消費税を1円も納税せず、還付金がもらえるのはどうしてでしょうか。
「消費税を1円も納めていない輸出大企業」「消費税を1円も納税せず」とありますが、確かに税務署に対して納めているわけではありませんが、仕入れ時に消費税を払っており、だからこそ還付を受けることができるのです。
海外では「超軽減税率」が適用されるのか?
私たちが知っている消費税の税率は10%(軽減税率は8%)ですが、輸出売り上げに限り0%という超軽減税率を使うのです。

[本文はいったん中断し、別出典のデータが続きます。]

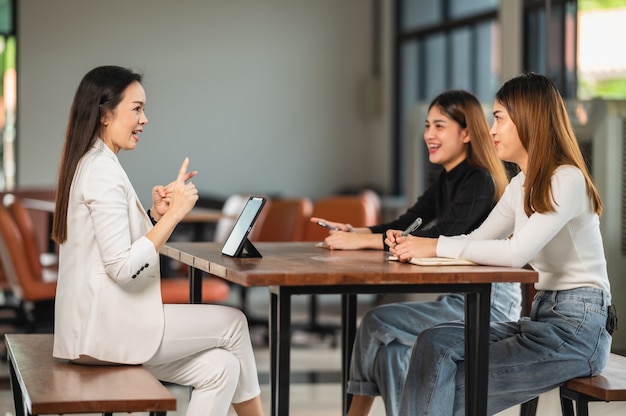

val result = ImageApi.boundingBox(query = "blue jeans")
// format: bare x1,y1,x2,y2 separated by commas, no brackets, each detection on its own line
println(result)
347,282,522,415
399,287,613,416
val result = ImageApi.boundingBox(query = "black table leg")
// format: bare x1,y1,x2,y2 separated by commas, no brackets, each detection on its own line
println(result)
341,294,358,415
269,291,278,415
270,287,292,416
189,267,203,304
8,356,25,416
465,285,492,416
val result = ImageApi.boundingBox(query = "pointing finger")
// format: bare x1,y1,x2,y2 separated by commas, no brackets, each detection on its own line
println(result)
176,157,190,184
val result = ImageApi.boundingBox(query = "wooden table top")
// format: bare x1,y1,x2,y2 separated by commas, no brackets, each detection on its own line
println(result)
161,241,538,288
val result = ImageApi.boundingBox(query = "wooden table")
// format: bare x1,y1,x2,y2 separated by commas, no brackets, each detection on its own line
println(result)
160,241,538,416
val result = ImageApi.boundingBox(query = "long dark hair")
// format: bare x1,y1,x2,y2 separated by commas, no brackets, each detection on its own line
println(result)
495,72,602,216
429,90,509,202
52,66,143,243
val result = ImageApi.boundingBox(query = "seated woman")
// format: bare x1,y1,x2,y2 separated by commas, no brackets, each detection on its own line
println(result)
313,90,519,415
52,66,264,416
392,73,613,415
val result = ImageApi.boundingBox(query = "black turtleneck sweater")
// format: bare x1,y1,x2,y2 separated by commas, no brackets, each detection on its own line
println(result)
370,160,496,247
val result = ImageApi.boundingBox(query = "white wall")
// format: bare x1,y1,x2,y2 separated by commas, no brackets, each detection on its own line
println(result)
17,0,392,205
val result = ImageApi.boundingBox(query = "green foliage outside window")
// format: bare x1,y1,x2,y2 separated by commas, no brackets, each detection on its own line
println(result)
578,0,626,99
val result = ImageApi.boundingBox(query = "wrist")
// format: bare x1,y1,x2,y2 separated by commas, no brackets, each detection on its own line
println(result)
147,208,161,225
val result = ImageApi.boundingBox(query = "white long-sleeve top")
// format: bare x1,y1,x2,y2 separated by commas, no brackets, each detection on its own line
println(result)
437,165,610,292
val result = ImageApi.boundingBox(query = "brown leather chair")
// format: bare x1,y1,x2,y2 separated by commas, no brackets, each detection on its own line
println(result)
5,194,229,306
256,197,313,242
299,194,381,345
237,197,314,337
0,204,56,330
4,194,58,282
161,194,273,305
303,194,380,242
160,275,230,304
214,194,269,243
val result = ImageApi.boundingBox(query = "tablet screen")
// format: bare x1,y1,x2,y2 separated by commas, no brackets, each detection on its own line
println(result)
221,196,266,257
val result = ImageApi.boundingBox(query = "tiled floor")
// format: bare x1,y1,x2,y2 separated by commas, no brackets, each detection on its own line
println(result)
1,289,625,415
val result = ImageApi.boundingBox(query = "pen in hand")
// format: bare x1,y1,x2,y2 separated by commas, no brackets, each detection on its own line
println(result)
389,217,423,248
401,217,423,236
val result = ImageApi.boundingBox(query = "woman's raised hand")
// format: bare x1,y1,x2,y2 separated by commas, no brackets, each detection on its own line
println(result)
165,158,198,222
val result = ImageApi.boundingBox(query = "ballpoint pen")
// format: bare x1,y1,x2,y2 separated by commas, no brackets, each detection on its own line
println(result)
400,217,423,236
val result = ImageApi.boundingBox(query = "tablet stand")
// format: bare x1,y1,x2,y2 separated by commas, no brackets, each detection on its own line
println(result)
237,238,262,258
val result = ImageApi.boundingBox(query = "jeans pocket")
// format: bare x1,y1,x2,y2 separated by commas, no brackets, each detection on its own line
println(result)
589,327,612,376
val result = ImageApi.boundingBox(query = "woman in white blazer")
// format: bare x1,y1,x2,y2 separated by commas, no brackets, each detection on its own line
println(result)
51,66,264,416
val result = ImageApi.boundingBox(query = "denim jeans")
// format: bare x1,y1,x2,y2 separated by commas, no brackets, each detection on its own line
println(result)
347,282,521,415
399,287,612,416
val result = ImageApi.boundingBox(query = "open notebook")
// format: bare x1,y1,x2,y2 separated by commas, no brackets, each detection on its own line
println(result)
387,255,475,266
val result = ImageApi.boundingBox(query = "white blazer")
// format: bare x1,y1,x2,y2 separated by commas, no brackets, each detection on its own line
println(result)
53,139,164,364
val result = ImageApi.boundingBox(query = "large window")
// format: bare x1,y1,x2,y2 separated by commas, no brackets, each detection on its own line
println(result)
392,0,594,199
393,0,500,196
524,0,578,98
0,0,15,190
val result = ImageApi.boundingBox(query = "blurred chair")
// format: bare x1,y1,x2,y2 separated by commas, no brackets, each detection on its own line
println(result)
5,194,228,308
214,194,268,243
163,194,271,307
300,193,381,346
0,204,56,331
161,194,251,304
4,194,58,282
359,188,383,224
304,193,380,241
160,276,230,304
239,197,313,340
256,197,313,242
0,256,22,328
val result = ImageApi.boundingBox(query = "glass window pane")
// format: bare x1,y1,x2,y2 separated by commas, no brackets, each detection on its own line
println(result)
423,34,446,99
474,21,499,102
525,9,547,75
399,41,420,191
450,28,472,90
401,0,442,31
450,0,499,19
400,41,420,117
0,0,12,34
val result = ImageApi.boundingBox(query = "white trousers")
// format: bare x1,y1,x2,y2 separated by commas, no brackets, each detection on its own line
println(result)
143,303,261,416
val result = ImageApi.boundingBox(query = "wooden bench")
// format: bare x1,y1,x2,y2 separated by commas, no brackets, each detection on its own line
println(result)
520,352,626,416
5,333,177,416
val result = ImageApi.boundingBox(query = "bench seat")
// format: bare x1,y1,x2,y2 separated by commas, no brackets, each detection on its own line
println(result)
520,352,626,416
5,333,177,416
559,352,626,416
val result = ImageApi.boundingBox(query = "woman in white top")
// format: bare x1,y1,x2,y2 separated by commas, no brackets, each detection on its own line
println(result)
387,72,614,415
52,66,263,416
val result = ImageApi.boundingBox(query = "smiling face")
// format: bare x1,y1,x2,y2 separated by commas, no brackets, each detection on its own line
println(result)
491,100,527,172
423,105,470,171
100,81,148,154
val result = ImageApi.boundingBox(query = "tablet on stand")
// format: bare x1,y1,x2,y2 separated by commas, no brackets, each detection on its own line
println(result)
221,196,266,258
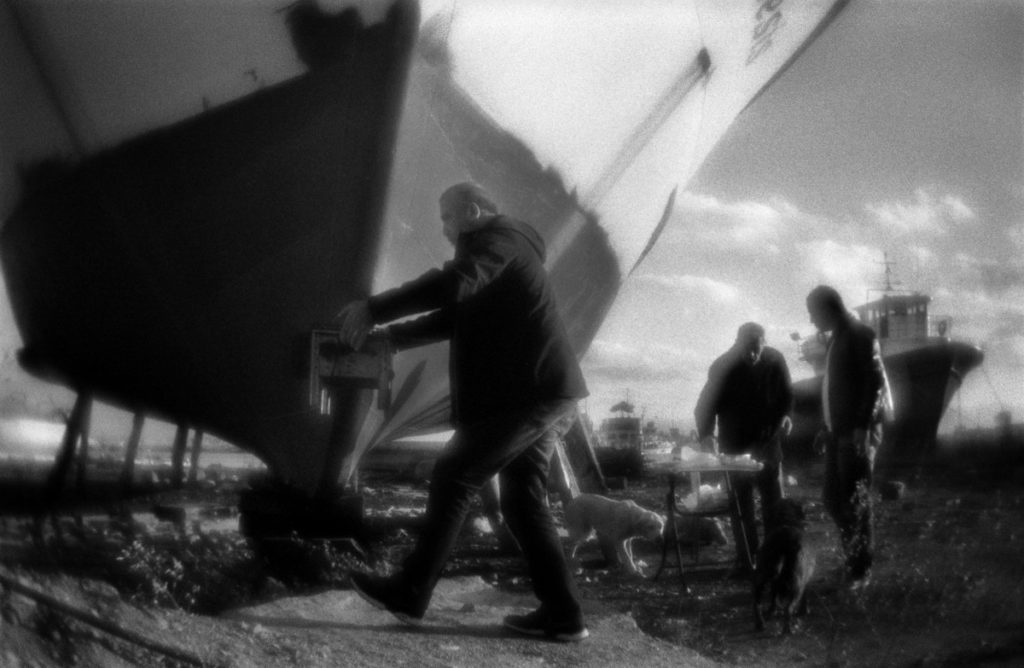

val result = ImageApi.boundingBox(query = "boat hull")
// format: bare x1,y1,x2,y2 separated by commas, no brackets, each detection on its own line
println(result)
1,0,852,494
0,1,621,493
789,341,984,462
1,2,421,493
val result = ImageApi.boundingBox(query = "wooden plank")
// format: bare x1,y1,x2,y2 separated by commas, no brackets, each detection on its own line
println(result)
187,429,204,483
43,392,90,506
120,412,145,493
73,394,93,492
170,423,188,488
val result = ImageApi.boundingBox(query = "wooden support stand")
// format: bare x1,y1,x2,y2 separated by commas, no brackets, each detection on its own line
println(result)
240,329,396,546
310,329,393,497
41,392,92,513
170,422,188,489
309,329,393,414
73,394,93,492
187,429,204,483
119,412,145,494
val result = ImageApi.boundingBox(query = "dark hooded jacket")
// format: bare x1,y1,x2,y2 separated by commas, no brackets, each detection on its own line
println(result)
367,215,588,425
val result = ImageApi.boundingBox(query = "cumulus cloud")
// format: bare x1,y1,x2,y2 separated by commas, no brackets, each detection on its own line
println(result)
795,240,882,299
581,338,698,383
865,188,976,236
670,191,813,254
987,309,1024,344
906,244,937,268
1006,334,1024,364
633,273,739,303
1009,222,1024,264
947,250,1024,293
927,285,1024,347
980,264,1024,293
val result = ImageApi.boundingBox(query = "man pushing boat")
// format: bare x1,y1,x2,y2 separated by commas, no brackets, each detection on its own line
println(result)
336,182,590,641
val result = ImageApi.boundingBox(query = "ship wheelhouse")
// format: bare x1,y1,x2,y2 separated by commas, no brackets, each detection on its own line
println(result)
797,290,956,374
854,293,953,356
790,264,985,460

「軽減税率」だと「本当は通常と同じ税率で課税することもできるが法律の定めにより税率を通常より下げる」という意味になると思いますが、国外ではそもそも課税できず、これを「超軽減税率」と呼ぶのは間違っていると思います。
トヨタ自動車への還付金の計算の間違い
国内売上高や仕入れ等の額(いずれも推定)に対して10%を乗じて「売り上げに対する税額」「仕入れ等に対する税額」を計算していますが、それぞれ税込みの金額のはずで、「10/110」を乗じなければいけません。
大きな違いは出ませんが、それくらい元教授で税理士なら間違えないでいただきたい。
トヨタ自動車の決算は「税抜方式」とのことで、この指摘は間違いでした。お詫びして訂正します。
消費税の還付は「横取り」なのか?
税金の還付とは、例えば年末調整で税金が返ってくるときのように、自分が税金を納め過ぎたとき還付してもらうことをいいます。消費税の還付金は、下請けや仕入れ先が税務署に納めた消費税分を、自分が納めたものとみなして返してもらうのです。これはいわば「横取り」です。どうしても還付したいというなら、実際に税務署に納めた下請けや仕入れ先に還付すべきです。

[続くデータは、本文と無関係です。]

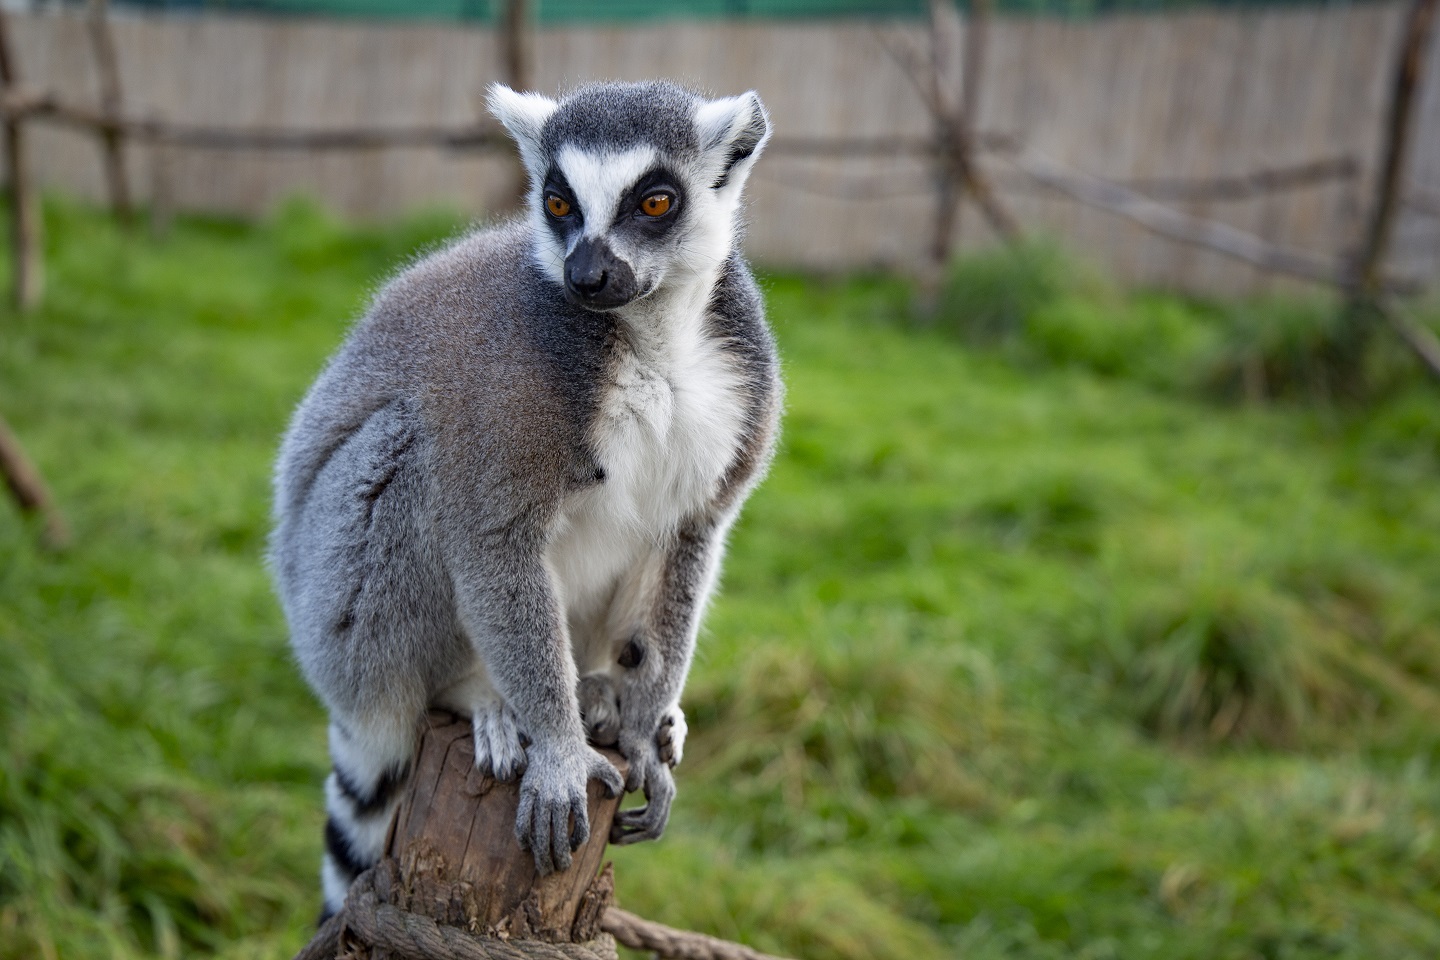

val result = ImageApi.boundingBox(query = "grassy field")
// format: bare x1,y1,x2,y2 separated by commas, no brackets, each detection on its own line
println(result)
2,199,1439,960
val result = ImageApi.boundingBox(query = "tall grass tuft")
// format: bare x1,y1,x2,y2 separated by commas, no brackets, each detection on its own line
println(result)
1118,580,1363,745
928,240,1077,345
929,240,1440,403
682,632,1003,853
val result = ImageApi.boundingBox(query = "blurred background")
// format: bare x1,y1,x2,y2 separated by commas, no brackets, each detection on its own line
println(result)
2,0,1439,958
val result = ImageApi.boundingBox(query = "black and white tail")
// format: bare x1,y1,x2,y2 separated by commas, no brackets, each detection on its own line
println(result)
319,722,413,921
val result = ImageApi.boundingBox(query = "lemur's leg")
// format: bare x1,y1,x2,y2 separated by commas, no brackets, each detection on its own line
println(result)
609,515,726,845
279,399,438,919
436,517,625,876
321,713,415,921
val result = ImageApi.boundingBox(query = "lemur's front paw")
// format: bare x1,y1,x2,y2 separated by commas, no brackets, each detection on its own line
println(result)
472,701,527,782
515,739,624,875
577,673,621,748
656,704,687,768
609,719,678,845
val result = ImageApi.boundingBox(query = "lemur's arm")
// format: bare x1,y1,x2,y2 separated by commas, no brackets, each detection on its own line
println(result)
436,457,625,873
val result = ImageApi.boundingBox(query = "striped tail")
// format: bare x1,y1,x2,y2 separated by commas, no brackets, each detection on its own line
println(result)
319,722,412,921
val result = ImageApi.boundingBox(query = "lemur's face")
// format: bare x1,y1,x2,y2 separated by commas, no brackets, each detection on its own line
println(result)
490,82,770,312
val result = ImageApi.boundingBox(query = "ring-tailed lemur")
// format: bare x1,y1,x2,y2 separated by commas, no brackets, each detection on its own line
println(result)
269,80,781,920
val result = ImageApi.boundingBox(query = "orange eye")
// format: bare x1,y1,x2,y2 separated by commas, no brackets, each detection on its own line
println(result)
545,194,571,218
639,193,673,217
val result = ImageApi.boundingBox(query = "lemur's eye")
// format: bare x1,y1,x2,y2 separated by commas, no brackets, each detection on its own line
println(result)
639,193,673,217
545,195,572,218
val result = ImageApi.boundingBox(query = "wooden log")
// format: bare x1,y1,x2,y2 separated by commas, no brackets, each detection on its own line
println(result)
378,712,627,947
1122,155,1359,203
1004,150,1428,292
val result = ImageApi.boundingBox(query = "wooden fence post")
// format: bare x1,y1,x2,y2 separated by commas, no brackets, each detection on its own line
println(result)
0,413,69,549
499,0,535,209
1353,0,1438,299
0,10,42,311
86,0,134,227
1340,0,1439,387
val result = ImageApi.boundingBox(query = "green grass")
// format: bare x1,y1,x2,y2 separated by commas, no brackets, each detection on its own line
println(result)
2,200,1439,959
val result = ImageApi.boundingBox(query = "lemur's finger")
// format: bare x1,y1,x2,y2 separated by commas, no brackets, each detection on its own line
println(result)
550,802,574,871
514,792,535,853
568,794,589,851
529,797,555,875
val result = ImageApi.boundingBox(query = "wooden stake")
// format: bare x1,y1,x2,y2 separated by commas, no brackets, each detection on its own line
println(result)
1333,0,1440,391
928,0,962,264
0,11,42,311
380,712,626,946
954,0,1019,245
499,0,535,210
1352,0,1438,299
916,0,1019,266
86,0,133,227
0,413,69,549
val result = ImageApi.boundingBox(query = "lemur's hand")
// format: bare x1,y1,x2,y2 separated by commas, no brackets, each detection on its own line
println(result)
609,704,686,844
515,737,623,874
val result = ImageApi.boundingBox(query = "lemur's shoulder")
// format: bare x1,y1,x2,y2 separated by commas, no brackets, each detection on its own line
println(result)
704,253,782,512
706,252,780,400
329,220,614,511
351,220,612,397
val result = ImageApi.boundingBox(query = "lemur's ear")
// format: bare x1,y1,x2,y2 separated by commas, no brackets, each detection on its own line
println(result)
696,91,771,192
488,84,558,178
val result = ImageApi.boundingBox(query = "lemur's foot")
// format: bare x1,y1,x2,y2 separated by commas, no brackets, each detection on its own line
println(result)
472,701,527,781
577,673,621,748
656,704,687,768
609,705,683,846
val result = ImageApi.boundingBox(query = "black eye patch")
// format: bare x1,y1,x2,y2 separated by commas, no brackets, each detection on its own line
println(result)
541,167,581,237
615,167,685,238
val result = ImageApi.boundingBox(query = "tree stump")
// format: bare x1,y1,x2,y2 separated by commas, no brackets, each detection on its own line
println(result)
339,711,626,958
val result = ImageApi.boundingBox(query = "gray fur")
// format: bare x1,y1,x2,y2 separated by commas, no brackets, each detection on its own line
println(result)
541,81,700,158
271,81,781,918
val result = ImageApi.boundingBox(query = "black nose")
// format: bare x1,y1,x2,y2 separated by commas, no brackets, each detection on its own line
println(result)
564,238,638,309
566,250,608,295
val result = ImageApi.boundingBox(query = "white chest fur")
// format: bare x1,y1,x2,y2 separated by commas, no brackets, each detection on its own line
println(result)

直接税である所得税と間接税である消費税を比べるのもどうかと思いますが。
前でも説明していますが、輸出企業も仕入れなどの時に仕入れ先に消費税を払っているわけです。それを「自分が払ったものと見なさない」とするなら仕入税額控除の否定であり、「仕入れで消費税を払っていようと受け取った消費税は全て納めなければならない」ということになり、逆に二重に消費税が取られることになります。
共産党の主張を確認
消費税の批判といえば共産党が思い浮かびますので、「輸出戻し税」に関するものを探してみました。
問題は、消費税の還付制度そのものにあるのではなく、大企業が下請けに消費税分を押し付けていることにあります。しかも、輸出企業に限らず、国内販売が中心の大企業でも、下請けに押し付ければ、その分が「もうかる」ことになります。
大企業が下請けに消費税分を押し付けている場合、この「輸出戻し税」は下請けが身銭を切って負担した税金です。大企業が消費税を下請けにきちんと払うようにさせ、下請けの負担をなくすことが重要です。
2012年、2013年と少し古いものですが、「輸出戻し税(消費税の還付)が問題なのではなく、大企業が下請けに消費税を押し付けていることが問題」と書かれています。
実際、広島東洋カープという残念な事例もありますし、そのようなことは起きているのでしょう。ですが、これは輸出企業が還付を受けることによって押し付けた消費税の分が利益になるのではなく、消費税を押し付けた時点で利益になっており、「輸出戻し税」とは関係のない問題です。
参考
具体的に例を挙げて計算しているサイトもあります。気になる方は見てみてください。
結論
消費税の批判をするなら正しく批判すればいいのに、と思います。「輸出戻し税」などと声高に批判するのはやめましょう。